Like Lo Re, Chiappone sees Obama as the right person for the job.
“I believe President Obama’s resolve to take us through troubled times in this firm but optimistic manner is a message and sentiment that can be applied in all aspects of government, and even here on a local level where we face financial hardships,” Chiappone said. “I believe that this inauguration is one that will rejuvenate our country and is one that has served to inspire me, as well. Most of all, I was extremely proud to be an American during this monumental inauguration.”
Sires was impressed
While others were basking in the glow of the moment, Rep. Sires was back home in Hudson County suffering from a cold.
“I was sick as dog,” Sires said. “I watched the whole thing from home.”
But the feelings generated on the cold mall outside the capital building traveled over the airwaves none the less.
“I am always amazed at the change of power in the United States,” he said. “How smoothly we do it compared to what happens throughout history.”

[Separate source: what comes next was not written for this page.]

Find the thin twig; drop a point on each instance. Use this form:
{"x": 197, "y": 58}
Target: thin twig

Sires was also struck by the short span of years that allowed Obama to rise to the highest office in the nation.
“We you think that 50 years ago his family couldn’t get served in a store, and now he is the president. That speaks volumes,” said Sires.
Like Chiappone and Lo Re, Sires thought Obama’s speech was very strong.
“He talked about rolling up his sleeves and he showed a lot of confidence,” he said. “I think there is a lot of confidence in this leader. We all want to see people going back to work and buying homes again.”
Sires said he had met Obama on the campaign trail last year.
“We talked about immigration and he had some very good ideas,” Sires said. “But with all the large problems facing him right now, I do not believe he will address immigration in his first 100 days in office.”